When I first stepped onto 1st Avenue, Seattle was dark, but alive. Small groups of people swarmed all around me, some drunk and bustling with gleeful shouts at each other through pools of yellow light on the sidewalk. And aside from the occasional slurred cat-call hurled my way making me want to spit venom, the atmosphere was warm and inviting enough.
I can't say what possessed me to crawl out of my hole at such a late hour, or where I think I'm going in this unfamiliar city, but the refreshing air brushes against my face and entices me further down the street without regard. I guess staring at nothing but a bedroom wall for a week straight will make anything else appear beautiful and invigorating, even if it's just the city lights twinkling against a moonless sky.
My mind wanders with my feet and before long, I've lost track of how much time I've spent strolling through the streets. When I look up from my sneakers, I'm surprised to find I'm alone. I've strayed from 1st Avenue and the streets are darker. Emptier.
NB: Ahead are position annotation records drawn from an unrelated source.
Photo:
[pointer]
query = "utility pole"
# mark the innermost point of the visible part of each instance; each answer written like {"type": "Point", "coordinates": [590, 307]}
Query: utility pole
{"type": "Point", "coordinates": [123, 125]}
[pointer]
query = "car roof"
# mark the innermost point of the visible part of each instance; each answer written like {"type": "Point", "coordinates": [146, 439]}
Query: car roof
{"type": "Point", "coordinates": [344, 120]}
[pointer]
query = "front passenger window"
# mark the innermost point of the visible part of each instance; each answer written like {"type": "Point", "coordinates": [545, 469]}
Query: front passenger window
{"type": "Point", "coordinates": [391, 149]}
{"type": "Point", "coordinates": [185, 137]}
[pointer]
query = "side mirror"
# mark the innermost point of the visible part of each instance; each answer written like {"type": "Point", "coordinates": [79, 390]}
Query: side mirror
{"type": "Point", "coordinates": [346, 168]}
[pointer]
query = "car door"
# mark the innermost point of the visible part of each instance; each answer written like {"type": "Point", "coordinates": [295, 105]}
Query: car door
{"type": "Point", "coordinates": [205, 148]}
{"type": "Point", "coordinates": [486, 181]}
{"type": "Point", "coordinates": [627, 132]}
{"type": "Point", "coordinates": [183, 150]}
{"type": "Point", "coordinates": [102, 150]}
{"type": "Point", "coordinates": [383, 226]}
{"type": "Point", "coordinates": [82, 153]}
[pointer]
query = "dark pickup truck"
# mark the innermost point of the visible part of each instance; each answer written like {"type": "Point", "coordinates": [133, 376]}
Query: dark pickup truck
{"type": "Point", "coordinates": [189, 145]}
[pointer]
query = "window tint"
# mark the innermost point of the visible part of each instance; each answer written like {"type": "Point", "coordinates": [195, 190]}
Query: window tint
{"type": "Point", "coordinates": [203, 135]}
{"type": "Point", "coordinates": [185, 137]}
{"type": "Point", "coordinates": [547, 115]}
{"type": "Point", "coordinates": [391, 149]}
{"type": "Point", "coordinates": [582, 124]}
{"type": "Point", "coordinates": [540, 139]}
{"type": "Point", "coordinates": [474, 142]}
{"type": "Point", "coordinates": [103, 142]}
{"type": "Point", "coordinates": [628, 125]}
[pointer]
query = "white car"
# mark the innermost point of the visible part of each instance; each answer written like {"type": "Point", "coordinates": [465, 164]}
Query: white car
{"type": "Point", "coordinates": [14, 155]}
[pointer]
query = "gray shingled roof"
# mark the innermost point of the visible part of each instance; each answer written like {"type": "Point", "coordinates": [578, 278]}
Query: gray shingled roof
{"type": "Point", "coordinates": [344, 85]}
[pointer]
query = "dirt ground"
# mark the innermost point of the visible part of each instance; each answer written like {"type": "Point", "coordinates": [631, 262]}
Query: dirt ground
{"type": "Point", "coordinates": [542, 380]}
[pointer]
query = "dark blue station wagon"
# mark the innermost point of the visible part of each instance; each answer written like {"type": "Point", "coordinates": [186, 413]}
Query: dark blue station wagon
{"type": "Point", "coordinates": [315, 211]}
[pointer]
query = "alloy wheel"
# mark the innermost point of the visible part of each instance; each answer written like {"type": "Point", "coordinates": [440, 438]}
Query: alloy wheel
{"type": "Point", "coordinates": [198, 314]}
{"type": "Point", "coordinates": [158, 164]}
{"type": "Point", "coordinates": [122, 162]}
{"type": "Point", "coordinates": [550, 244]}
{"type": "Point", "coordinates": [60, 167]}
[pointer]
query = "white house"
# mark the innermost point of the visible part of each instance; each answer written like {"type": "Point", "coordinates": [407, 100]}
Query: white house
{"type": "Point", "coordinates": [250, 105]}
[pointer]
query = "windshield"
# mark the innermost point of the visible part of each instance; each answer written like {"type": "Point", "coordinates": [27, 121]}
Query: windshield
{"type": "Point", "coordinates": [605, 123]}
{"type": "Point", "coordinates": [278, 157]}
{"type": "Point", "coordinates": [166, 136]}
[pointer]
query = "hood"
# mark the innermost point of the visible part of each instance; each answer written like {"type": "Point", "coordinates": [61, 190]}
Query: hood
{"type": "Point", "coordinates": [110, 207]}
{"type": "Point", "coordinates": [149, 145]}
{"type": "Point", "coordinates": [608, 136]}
Spooked by my solitude, I turn around to find my way back. Now that I'm actually paying attention to my surroundings, I hear stray cats fighting and glass bottles breaking against each other in a dumpster nearby. My senses are on edge now, and so too are my nerves. My walk shifts to a near-jog and I've almost made it back to the safer street when a whimper through the darkness stops me cold. My neck cranes to the right where two men loom over a woman huddled in an alley.
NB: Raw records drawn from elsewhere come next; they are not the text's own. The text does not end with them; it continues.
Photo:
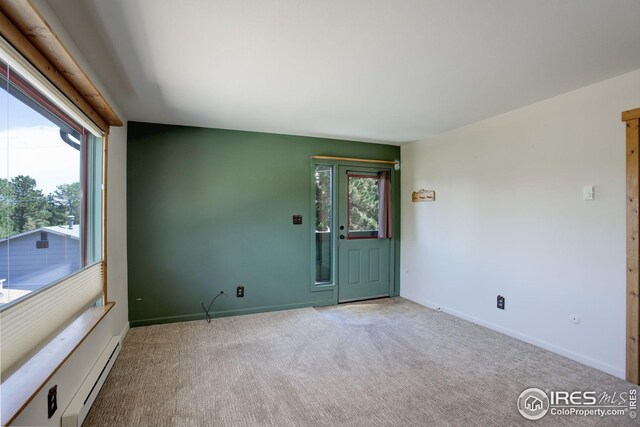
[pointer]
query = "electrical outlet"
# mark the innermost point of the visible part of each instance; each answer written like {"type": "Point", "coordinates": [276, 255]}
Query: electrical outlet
{"type": "Point", "coordinates": [52, 401]}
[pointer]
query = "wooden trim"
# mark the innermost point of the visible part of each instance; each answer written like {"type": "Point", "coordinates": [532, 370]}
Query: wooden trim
{"type": "Point", "coordinates": [633, 252]}
{"type": "Point", "coordinates": [353, 159]}
{"type": "Point", "coordinates": [26, 30]}
{"type": "Point", "coordinates": [631, 115]}
{"type": "Point", "coordinates": [20, 388]}
{"type": "Point", "coordinates": [105, 177]}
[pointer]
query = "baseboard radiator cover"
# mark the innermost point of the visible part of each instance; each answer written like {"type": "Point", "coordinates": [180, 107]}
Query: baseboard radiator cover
{"type": "Point", "coordinates": [79, 407]}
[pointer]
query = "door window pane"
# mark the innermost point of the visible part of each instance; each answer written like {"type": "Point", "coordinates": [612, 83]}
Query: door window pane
{"type": "Point", "coordinates": [364, 206]}
{"type": "Point", "coordinates": [323, 232]}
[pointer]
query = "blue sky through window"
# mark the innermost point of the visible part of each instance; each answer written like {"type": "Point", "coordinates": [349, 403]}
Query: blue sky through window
{"type": "Point", "coordinates": [30, 144]}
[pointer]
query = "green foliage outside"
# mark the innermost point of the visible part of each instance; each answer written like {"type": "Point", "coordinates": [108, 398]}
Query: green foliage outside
{"type": "Point", "coordinates": [363, 204]}
{"type": "Point", "coordinates": [323, 198]}
{"type": "Point", "coordinates": [363, 200]}
{"type": "Point", "coordinates": [24, 207]}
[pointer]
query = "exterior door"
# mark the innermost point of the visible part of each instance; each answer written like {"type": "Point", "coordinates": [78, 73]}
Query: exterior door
{"type": "Point", "coordinates": [363, 258]}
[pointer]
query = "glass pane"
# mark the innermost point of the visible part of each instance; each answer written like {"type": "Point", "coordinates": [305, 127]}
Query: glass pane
{"type": "Point", "coordinates": [323, 224]}
{"type": "Point", "coordinates": [364, 206]}
{"type": "Point", "coordinates": [41, 193]}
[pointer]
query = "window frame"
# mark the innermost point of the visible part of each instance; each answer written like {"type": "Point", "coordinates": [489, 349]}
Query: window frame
{"type": "Point", "coordinates": [351, 236]}
{"type": "Point", "coordinates": [332, 283]}
{"type": "Point", "coordinates": [31, 83]}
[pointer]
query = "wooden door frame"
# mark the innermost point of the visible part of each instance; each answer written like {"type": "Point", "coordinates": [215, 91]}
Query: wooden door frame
{"type": "Point", "coordinates": [632, 119]}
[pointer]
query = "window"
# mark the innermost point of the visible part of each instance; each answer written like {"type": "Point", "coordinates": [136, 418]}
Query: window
{"type": "Point", "coordinates": [364, 206]}
{"type": "Point", "coordinates": [323, 224]}
{"type": "Point", "coordinates": [50, 189]}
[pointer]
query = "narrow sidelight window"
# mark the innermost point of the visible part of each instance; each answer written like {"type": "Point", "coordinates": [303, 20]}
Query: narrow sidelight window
{"type": "Point", "coordinates": [323, 224]}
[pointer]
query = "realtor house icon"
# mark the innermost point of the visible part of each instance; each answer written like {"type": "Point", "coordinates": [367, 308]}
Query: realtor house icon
{"type": "Point", "coordinates": [533, 403]}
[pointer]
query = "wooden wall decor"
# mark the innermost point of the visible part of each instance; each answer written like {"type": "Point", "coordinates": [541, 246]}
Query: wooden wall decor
{"type": "Point", "coordinates": [632, 119]}
{"type": "Point", "coordinates": [423, 196]}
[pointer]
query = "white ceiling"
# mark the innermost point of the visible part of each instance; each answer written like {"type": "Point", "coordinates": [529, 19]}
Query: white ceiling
{"type": "Point", "coordinates": [373, 70]}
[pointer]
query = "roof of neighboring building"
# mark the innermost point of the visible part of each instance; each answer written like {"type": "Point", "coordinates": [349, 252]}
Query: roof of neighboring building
{"type": "Point", "coordinates": [61, 230]}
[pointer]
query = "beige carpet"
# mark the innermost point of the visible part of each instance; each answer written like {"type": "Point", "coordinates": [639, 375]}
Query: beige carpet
{"type": "Point", "coordinates": [384, 362]}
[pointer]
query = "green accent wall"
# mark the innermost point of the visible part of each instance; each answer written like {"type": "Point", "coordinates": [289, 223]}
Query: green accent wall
{"type": "Point", "coordinates": [211, 209]}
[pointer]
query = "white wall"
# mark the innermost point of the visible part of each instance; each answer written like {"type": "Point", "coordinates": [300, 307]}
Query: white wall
{"type": "Point", "coordinates": [73, 372]}
{"type": "Point", "coordinates": [509, 219]}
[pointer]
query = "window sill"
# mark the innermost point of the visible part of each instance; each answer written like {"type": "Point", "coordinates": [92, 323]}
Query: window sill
{"type": "Point", "coordinates": [21, 387]}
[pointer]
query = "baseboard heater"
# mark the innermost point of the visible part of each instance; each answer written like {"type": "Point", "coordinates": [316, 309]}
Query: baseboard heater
{"type": "Point", "coordinates": [77, 410]}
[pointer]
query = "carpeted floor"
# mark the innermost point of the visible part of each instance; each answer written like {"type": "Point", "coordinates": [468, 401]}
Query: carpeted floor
{"type": "Point", "coordinates": [383, 362]}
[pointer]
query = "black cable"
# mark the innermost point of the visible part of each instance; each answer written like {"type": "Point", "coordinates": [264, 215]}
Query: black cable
{"type": "Point", "coordinates": [206, 309]}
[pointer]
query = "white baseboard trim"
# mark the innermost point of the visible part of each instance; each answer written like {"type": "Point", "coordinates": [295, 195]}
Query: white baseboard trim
{"type": "Point", "coordinates": [605, 367]}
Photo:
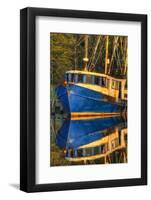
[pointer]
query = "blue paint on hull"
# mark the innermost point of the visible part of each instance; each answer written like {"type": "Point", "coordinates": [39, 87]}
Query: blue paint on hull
{"type": "Point", "coordinates": [79, 99]}
{"type": "Point", "coordinates": [75, 133]}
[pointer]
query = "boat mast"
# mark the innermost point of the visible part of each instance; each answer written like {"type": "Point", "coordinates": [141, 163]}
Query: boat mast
{"type": "Point", "coordinates": [85, 59]}
{"type": "Point", "coordinates": [106, 54]}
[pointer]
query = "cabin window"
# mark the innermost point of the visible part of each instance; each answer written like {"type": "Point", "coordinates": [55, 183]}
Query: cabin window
{"type": "Point", "coordinates": [93, 79]}
{"type": "Point", "coordinates": [84, 78]}
{"type": "Point", "coordinates": [75, 78]}
{"type": "Point", "coordinates": [102, 81]}
{"type": "Point", "coordinates": [97, 79]}
{"type": "Point", "coordinates": [80, 78]}
{"type": "Point", "coordinates": [115, 84]}
{"type": "Point", "coordinates": [69, 77]}
{"type": "Point", "coordinates": [89, 79]}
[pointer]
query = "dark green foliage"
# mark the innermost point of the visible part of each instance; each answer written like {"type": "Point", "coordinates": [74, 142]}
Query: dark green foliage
{"type": "Point", "coordinates": [67, 52]}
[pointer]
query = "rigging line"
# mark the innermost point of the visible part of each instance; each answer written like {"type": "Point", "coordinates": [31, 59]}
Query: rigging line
{"type": "Point", "coordinates": [113, 54]}
{"type": "Point", "coordinates": [99, 55]}
{"type": "Point", "coordinates": [95, 49]}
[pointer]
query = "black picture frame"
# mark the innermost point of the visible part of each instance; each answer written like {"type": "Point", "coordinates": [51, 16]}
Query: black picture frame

Before thinking, I shout, “Hey!”
Both men snap their heads around to find me and I immediately regret making myself known. Trying to hide my panic, I feign some aggression and say, “What's your problem?” They don't react. I reach into my pocket only to discover my phone isn't there. I act like I'm grabbing it anyway. Holding up my balled fist and hoping the lighting is dim enough to disguise the fact that there's nothing in it, I shout, “Leave her alone or I'll call the police!”
The taller one starts toward me. The shadows emphasize the sharp contours of his face and as he gets closer, I spot a pistol in his hand. “I'm serious,” I say, waving my fist. “I'm one button away from your ass being chased down by a dozen screaming cop cars.”
Despite my empty threat, he doesn't falter before breaking out into a full on sprint.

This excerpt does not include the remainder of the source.